2.25. Een en ander leidt tot de conclusie dat niet op basis van het huidige deskundigenrapport kan worden bepaald in hoeverre bij een overname door IAH naar redelijke verwachting IAH haar vordering op [gefailleerde] voldaan zou hebben gekregen, daarbij rekening houdend met een overnamesom van € 450.000,00.
2.26. De rechtbank ziet in het voorgaande aanleiding om de deskundige te verzoeken op een nader te bepalen terechtzitting zijn rapport te komen toelichten, waarbij hem in elk geval zal worden gevraagd hoe groot hij de kans acht dat IAH haar vordering op [gefailleerde] van € 1.169.886,00 na overname voldaan zou hebben gekregen als zij bij die overname een bedrag van € 450.000,00 zou hebben betaald.

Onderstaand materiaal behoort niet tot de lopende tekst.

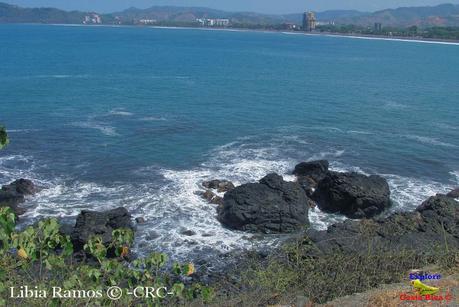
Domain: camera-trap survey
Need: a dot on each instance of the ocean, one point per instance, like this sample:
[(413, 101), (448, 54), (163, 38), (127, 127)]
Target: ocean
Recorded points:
[(101, 117)]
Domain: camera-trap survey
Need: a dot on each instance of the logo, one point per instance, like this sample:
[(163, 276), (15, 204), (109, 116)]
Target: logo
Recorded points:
[(423, 289)]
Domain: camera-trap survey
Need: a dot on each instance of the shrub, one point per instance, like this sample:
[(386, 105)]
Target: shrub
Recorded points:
[(41, 256)]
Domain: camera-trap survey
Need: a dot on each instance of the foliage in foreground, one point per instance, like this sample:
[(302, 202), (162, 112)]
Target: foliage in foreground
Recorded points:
[(40, 256), (294, 273)]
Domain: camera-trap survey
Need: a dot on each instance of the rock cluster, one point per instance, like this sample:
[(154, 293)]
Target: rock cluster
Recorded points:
[(434, 224), (352, 194), (89, 223), (221, 186), (270, 206)]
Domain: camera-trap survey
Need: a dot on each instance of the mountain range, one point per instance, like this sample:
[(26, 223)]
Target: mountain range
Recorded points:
[(441, 15)]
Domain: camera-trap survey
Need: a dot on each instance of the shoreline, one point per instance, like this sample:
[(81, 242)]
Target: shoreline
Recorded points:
[(286, 32)]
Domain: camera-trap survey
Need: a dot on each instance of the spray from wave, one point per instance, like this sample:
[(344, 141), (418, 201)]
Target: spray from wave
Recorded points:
[(172, 207)]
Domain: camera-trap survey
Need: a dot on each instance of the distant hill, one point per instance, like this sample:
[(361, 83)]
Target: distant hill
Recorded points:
[(188, 14), (440, 15), (15, 14)]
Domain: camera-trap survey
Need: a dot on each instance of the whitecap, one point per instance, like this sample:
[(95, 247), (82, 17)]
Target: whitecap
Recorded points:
[(455, 175), (152, 118), (429, 140), (360, 132), (120, 113), (394, 105), (103, 128), (408, 193)]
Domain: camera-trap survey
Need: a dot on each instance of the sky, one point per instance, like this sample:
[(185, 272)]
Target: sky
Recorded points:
[(261, 6)]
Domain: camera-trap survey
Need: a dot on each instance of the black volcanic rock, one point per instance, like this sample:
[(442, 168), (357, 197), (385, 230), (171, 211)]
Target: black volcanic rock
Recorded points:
[(13, 194), (433, 224), (454, 193), (219, 185), (270, 206), (89, 223), (315, 170), (352, 194)]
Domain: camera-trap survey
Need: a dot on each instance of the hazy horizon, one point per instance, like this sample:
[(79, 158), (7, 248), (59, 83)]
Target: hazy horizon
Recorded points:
[(260, 6)]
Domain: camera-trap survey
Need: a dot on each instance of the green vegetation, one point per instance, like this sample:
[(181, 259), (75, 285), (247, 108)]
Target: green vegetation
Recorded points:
[(295, 271), (43, 257)]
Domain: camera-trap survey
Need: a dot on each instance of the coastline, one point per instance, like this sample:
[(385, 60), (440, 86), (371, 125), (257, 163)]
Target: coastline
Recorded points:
[(326, 34)]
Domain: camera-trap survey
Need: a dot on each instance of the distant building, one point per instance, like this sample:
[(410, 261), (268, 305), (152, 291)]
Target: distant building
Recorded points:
[(309, 21), (213, 22), (147, 21), (92, 19)]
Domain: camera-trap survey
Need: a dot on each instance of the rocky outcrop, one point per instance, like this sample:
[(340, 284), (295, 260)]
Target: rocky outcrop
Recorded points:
[(13, 194), (454, 193), (221, 186), (315, 170), (270, 206), (211, 197), (434, 224), (89, 223), (309, 174), (352, 194)]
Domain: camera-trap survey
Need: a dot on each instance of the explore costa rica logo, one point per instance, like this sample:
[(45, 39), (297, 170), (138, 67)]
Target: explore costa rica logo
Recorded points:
[(423, 292)]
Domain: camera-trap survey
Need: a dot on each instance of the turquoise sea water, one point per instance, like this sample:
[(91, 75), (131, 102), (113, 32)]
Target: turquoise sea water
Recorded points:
[(108, 116)]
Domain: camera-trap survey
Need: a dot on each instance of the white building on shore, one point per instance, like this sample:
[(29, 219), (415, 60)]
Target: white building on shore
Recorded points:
[(213, 22)]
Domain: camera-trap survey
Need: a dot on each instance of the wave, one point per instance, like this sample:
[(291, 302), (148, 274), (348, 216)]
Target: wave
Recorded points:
[(119, 112), (360, 132), (394, 105), (408, 193), (455, 174), (103, 128), (170, 204), (23, 130), (428, 140), (152, 118)]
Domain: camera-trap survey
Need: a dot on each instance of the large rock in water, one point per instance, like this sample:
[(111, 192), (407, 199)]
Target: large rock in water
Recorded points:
[(434, 224), (454, 193), (315, 170), (13, 194), (309, 174), (270, 206), (352, 194), (89, 223)]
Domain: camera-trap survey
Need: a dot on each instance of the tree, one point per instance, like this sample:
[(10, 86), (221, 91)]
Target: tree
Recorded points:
[(3, 137)]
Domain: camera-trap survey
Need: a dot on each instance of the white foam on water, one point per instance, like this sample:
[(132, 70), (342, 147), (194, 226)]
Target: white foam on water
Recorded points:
[(428, 140), (394, 105), (173, 206), (120, 112), (408, 193), (455, 175), (13, 167), (360, 132), (320, 220), (152, 118), (103, 128)]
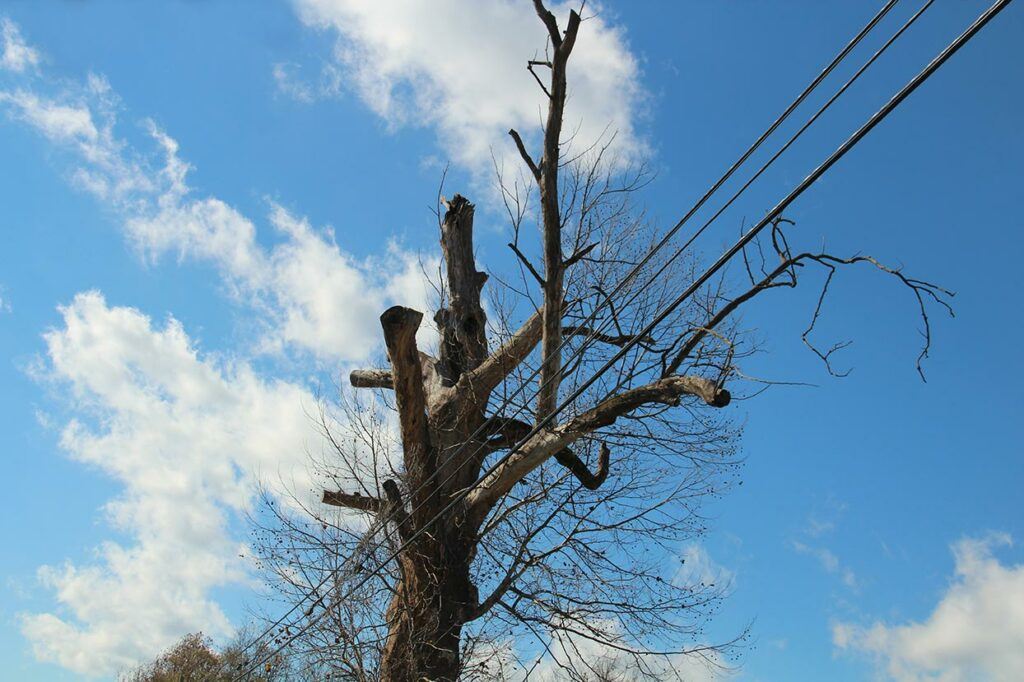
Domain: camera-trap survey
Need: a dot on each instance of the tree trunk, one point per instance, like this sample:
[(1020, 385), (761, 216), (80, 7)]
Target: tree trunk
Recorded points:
[(431, 602)]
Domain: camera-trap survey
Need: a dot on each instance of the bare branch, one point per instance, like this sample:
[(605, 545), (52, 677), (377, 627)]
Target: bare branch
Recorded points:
[(375, 378), (352, 501), (523, 153)]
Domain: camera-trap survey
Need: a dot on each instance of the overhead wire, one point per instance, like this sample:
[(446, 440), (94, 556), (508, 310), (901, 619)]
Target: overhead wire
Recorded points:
[(750, 236)]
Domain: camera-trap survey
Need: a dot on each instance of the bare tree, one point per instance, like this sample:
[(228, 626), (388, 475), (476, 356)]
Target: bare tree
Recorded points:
[(512, 518)]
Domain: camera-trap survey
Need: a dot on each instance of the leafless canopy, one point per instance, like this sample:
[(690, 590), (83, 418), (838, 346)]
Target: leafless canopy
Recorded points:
[(562, 545)]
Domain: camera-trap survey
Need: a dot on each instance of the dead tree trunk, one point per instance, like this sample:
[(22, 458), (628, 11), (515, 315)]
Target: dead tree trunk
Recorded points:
[(446, 431)]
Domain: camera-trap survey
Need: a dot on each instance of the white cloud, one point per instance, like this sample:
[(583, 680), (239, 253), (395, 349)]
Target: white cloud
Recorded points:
[(975, 633), (315, 296), (459, 66), (290, 82), (828, 561), (697, 567), (184, 435), (15, 54)]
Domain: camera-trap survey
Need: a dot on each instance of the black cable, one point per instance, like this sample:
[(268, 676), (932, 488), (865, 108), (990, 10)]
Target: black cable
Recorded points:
[(646, 259)]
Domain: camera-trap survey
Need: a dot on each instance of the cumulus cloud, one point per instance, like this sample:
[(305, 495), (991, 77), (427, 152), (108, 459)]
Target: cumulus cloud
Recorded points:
[(315, 295), (184, 435), (15, 54), (459, 66), (975, 633), (289, 81), (829, 561), (697, 567)]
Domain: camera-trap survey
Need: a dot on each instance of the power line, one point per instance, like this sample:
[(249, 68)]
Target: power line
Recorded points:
[(843, 53), (750, 236)]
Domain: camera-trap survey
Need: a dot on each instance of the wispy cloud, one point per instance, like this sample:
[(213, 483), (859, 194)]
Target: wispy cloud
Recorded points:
[(827, 559), (15, 54), (316, 297), (459, 67), (819, 525), (183, 433), (291, 83), (976, 631)]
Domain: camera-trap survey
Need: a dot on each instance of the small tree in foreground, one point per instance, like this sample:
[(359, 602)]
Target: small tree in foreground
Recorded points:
[(194, 658), (564, 542)]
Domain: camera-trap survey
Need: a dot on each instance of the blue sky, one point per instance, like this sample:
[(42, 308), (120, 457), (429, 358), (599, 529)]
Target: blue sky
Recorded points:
[(152, 318)]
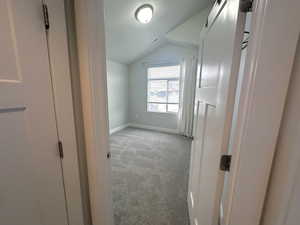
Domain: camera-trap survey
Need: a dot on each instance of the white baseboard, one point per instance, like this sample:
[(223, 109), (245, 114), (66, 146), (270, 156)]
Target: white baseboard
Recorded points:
[(114, 130), (166, 130)]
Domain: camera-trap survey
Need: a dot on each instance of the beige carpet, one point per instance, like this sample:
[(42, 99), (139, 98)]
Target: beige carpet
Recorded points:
[(150, 177)]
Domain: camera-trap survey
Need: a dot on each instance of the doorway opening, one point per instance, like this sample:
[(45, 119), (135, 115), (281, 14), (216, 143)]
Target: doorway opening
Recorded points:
[(152, 52), (171, 78)]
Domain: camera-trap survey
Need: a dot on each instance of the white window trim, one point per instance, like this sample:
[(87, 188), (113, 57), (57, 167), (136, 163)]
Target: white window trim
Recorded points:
[(167, 79)]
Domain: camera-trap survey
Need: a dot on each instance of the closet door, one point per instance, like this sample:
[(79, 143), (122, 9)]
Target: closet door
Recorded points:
[(31, 187), (215, 93)]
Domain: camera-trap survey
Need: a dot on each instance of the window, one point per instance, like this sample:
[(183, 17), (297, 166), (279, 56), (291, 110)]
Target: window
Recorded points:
[(163, 89)]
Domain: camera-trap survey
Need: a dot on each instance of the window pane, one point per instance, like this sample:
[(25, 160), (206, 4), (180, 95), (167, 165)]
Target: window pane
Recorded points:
[(157, 91), (152, 107), (164, 72), (173, 108), (173, 91)]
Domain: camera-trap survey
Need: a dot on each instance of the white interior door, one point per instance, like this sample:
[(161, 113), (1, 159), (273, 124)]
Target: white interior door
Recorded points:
[(215, 93), (31, 187)]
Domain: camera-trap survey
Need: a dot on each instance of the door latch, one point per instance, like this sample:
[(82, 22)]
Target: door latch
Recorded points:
[(225, 163)]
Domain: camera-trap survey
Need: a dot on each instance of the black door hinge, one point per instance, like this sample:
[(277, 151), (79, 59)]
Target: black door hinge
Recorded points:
[(225, 162), (246, 5), (60, 150), (46, 16)]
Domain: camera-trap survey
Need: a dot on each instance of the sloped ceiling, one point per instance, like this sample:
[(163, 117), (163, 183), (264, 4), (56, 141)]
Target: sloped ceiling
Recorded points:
[(127, 40)]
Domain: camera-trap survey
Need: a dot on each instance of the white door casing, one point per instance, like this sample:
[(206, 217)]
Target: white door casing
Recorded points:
[(219, 63), (31, 188)]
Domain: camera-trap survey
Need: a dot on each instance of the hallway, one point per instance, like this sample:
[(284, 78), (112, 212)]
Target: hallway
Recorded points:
[(149, 177)]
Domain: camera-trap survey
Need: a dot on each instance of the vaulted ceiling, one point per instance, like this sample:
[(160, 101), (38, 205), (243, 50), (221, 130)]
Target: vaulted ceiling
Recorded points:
[(127, 39)]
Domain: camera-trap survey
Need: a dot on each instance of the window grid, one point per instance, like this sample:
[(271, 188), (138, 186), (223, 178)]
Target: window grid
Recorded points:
[(163, 103)]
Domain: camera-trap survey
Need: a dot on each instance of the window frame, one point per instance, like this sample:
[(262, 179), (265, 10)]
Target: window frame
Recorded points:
[(168, 80)]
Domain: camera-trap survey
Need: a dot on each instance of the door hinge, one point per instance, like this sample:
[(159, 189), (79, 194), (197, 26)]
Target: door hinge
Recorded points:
[(60, 150), (225, 162), (46, 16), (246, 5)]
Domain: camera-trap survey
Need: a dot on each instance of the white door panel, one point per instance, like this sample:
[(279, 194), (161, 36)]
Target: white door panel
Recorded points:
[(31, 187), (220, 55)]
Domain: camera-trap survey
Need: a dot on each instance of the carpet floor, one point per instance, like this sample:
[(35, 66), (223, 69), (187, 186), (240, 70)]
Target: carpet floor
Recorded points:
[(149, 177)]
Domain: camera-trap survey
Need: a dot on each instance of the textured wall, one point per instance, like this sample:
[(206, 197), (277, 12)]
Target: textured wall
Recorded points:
[(117, 83), (138, 86)]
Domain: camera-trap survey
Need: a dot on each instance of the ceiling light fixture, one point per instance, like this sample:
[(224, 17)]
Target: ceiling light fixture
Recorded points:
[(144, 13)]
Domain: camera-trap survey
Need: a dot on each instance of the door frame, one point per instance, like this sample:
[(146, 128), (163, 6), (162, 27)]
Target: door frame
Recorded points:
[(259, 111), (63, 103)]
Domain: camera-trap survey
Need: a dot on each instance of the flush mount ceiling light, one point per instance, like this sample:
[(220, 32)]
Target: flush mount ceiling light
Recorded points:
[(144, 13)]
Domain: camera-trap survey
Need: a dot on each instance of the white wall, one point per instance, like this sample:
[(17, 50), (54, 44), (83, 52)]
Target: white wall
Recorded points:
[(117, 85), (283, 200), (138, 86), (189, 31)]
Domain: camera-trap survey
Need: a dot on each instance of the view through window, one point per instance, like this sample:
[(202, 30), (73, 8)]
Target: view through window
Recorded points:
[(163, 89)]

Aansluitend aan de toelichting door de deskundige, die in het bijzijn van de partijen zal worden gegeven, zal - zo dit naar het oordeel van de rechtbank zinvol is - een comparitie van partijen worden gehouden om nadere inlichtingen van de partijen te verkrijgen en/of om te onderzoeken of zij het op één of meer onderdelen met elkaar eens kunnen worden.
2.27. De kosten die de deskundige zal moeten maken om ter terechtzitting zijn rapport toe te lichten zullen na afloop daarvan worden begroot. Zoals eerder is overwogen (rov. 2.22 van het tussenvonnis van 3 oktober 2007) dienen de alsdan te begroten kosten van dit aanvullend (mondeling) deskundigenbericht vooralsnog ten laste van IAH te komen.
2.28. Voor zover de partijen zich tijdens de eventuele comparitie op stukken willen beroepen zullen zij die uiterlijk twee weken tevoren in fotokopie aan de andere partij en aan de rechtbank toe moeten zenden.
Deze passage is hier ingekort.